The roster above has an average age of 24.2 years (on opening day).


----------



## Nightfly (Sep 24, 2002)

Masbee said:


> We won't know until our roster is set for the season before we can be sure.
> 
> What is the record for the youngest team in NBA history?
> 
> ...


It's weird for me to think there are players in the NBA that are younger then I am.


----------



## BIG Q (Jul 8, 2005)

HearToTemptYou said:


> It's weird for me to think there are players in the NBA that are younger then I am.


You're only 20. Try looking for players that are younger than you when you are 40!


----------



## RedHot&Rolling (Jun 26, 2004)

BEER&BASKETBALL said:


> GREAT avatar RedHot&Rolling!!! I wish I still had that poster.


Kind thanks. It's good to keep all old-things Blazers!!


----------



## Ed O (Dec 30, 2002)

I can't help but shake my head at how terrible this team is going to be this year. At this point, the team is cutting DA so its younger players can get more minutes. That's pathetic. The team just hired a new coach to a long-term contract... he should be able to plant DA at the end of the bench if the young players that the team is so eager to play aren't good enough to win minutes away from him.

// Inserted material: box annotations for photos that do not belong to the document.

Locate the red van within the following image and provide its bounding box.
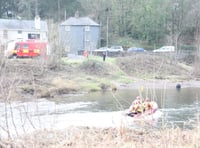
[13,40,47,57]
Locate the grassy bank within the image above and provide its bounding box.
[0,125,200,148]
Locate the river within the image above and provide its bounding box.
[0,88,200,137]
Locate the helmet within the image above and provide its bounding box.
[145,97,150,102]
[136,96,140,100]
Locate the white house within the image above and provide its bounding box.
[0,16,48,46]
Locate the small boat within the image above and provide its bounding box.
[125,101,162,120]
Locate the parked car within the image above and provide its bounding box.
[127,47,146,53]
[153,46,175,52]
[108,46,124,52]
[93,47,109,52]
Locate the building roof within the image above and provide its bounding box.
[0,19,48,31]
[61,17,99,26]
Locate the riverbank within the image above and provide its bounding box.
[0,54,200,148]
[0,54,200,100]
[0,126,200,148]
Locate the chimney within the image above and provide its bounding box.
[74,11,79,18]
[35,15,40,29]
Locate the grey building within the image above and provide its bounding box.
[59,17,100,54]
[0,16,48,45]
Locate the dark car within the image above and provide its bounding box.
[127,47,146,53]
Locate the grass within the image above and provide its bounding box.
[0,122,200,148]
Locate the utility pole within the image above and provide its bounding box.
[58,0,60,22]
[106,8,110,47]
[35,0,39,16]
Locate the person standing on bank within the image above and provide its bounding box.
[103,51,106,61]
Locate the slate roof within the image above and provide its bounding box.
[61,17,99,26]
[0,19,48,31]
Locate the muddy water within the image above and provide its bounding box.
[0,88,200,136]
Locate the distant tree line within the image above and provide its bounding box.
[0,0,200,48]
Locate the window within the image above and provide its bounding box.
[3,30,8,39]
[23,44,28,49]
[15,44,20,50]
[85,26,90,31]
[65,26,70,31]
[28,33,40,39]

I wonder if the team win more or fewer games than its average age in years?

Ed O.


----------



## BIG Q (Jul 8, 2005)

Ed O said:


> I can't help but shake my head at how terrible this team is going to be this year. At this point, the team is cutting DA so its younger players can get more minutes. That's pathetic. The team just hired a new coach to a long-term contract... he should be able to plant DA at the end of the bench if the young players that the team is so eager to play aren't good enough to win minutes away from him.
> 
> I wonder if the team win more or fewer games than its average age in years?
> 
> Ed O.


Ed O,

At this point I think we can take the Blazers managments words litterally now. They have said directly that they want to start a new winning tradition. They want to build with youth so that the team will run. 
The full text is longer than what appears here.